The structure has been altered several times since it was built in 1820, in 1860 the Mansard roof was added and 2 over 2 windows & portico, later a storefront was added on the 136 side and that storefront has been altered several times over the years.
The structure is need of repair / and the tenants rented to have been problematic over the years, the property owner has finally decided to step and repair/update/upgrade the structure. Part of that plan was to add a storefront to help offset the cost of the restoration/renovation.
I realize the Historic Preservation Commissions mission is to decide what structures should remain "intact" as they are, however I do not believe that this structure is of such "Historical Importance" given that it has already been compromised/altered over the years.
As our city grows, how do we balance economic growth with preservation? I think I designed a compromise with respect to existing architecture while allowing the property owner to offset cost by potential storefront and support economic growth of the city.
The proposed Storefront is sympathetic to the style of the structure and what 1860 Storefronts would appear, with setback entrance and flanking windows.
I hope that you can attend and let your voice be heard, whether for or against, but I would ask you to consider how do we grow as a city, create and foster a "thriving community" while respecting our architectural heritage?In a city like Hudson, where the architecture is remarkable for its palimpsest quality, making decisions about appropriateness is a difficult and delicate thing--much more so than many people who have served and who currently serve on the HPC appreciate. Tom Swope, who chaired the HPC from 2008 until the beginning of 2012, once said, matter-of-factly, that it was always appropriate to return a building to its earliest configuration--even when there is no pictorial documentation and the original configuration could only be deduced.
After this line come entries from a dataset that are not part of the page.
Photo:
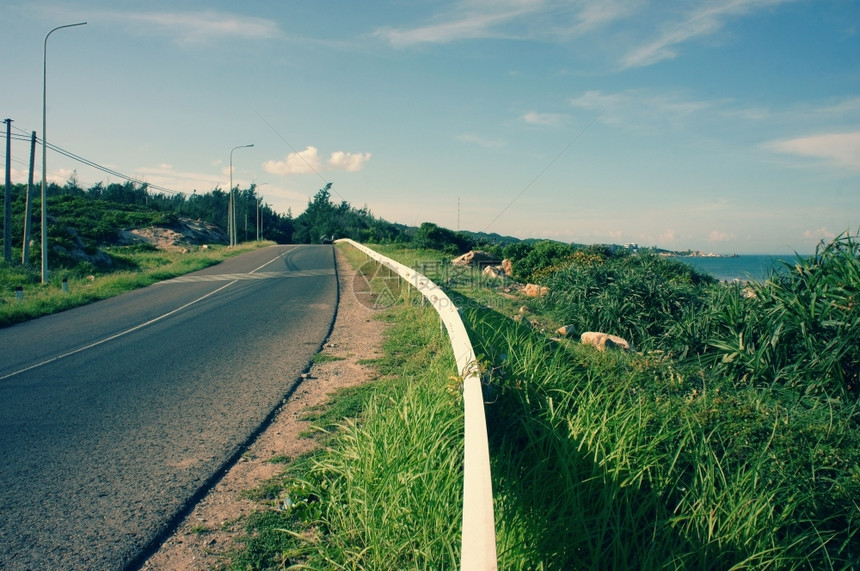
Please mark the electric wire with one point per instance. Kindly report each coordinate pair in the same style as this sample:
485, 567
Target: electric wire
546, 168
26, 137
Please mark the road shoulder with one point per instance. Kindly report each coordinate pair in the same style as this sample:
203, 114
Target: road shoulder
210, 530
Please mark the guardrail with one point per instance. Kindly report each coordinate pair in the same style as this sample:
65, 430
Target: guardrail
479, 531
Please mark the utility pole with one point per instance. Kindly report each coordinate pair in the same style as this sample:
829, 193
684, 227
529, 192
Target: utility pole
7, 213
28, 204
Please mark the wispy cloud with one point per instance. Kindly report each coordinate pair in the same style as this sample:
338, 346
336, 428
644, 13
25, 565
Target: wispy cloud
546, 119
706, 19
641, 108
480, 141
840, 149
519, 19
186, 28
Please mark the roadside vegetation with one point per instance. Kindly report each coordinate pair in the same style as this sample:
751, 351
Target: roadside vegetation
385, 491
727, 439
A consequence of such an attitude is usually the elimination of elements that are themselves historic, having been part of the building for more than a century.
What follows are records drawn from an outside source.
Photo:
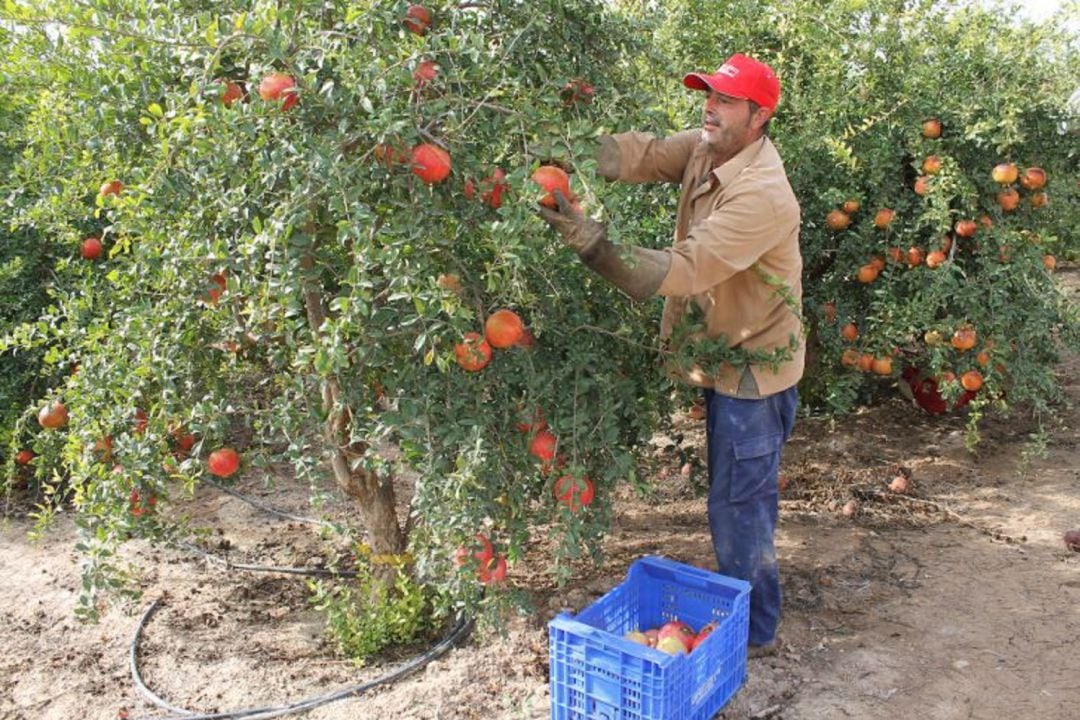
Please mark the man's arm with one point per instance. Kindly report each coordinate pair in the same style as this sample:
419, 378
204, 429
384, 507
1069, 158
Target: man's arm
644, 158
636, 271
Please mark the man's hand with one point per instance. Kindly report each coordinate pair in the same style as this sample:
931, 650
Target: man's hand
580, 232
638, 274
Similar to the attitude that condones stripping away historic fabric to return a building to its original design is the opinion that once a building has been altered, it no longer has "historic importance," and there should be no impediments to further alteration. That sets the bar for historic preservation impossibly high. By this argument, only buildings that have survived through time meticulously preserved and unaltered deserve the protection of historic preservation. Few buildings in Hudson--indeed, few buildings in the United States--meet that criteria.
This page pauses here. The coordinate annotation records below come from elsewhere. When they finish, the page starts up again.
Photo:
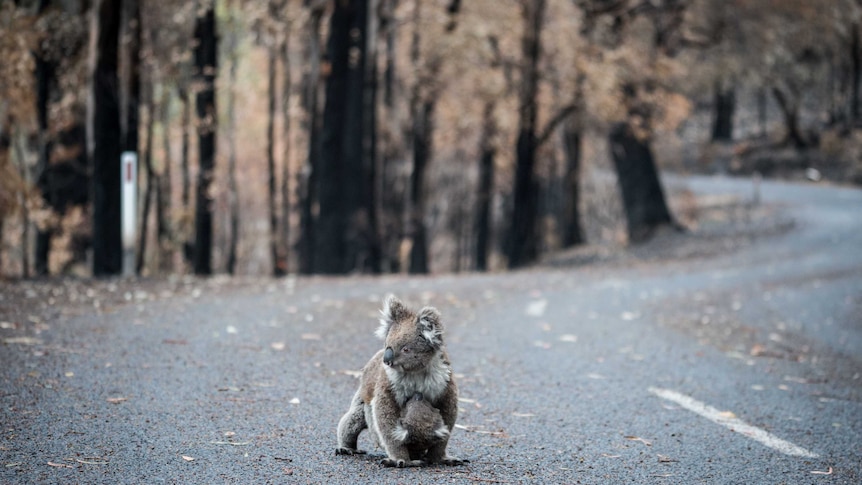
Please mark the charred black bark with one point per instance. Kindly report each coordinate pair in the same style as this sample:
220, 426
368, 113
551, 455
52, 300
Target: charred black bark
205, 64
345, 237
44, 73
790, 110
642, 194
725, 106
522, 238
423, 130
488, 152
104, 133
572, 232
310, 175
The question of whether 134-136 Warren Street is or is not of historic significance, however, is really not open for discussion--at least not as far as the law and the Historic Preservation Commission are concerned. In April 2006, the Common Council passed a resolution creating the Warren Street Historic District, and 134-136 Warren Street is a contributing structure in that district. Prior to that, in 1985, the Hudson Historic District was listed in the National Register of Historic Places, and 134-136 Warren Street is a contributing structure in that district as well. As a contributing structure in a historic district at the local, state, and national levels, 134-136 Warren Street has the protection of the Historic Preservation Commission from inappropriate development.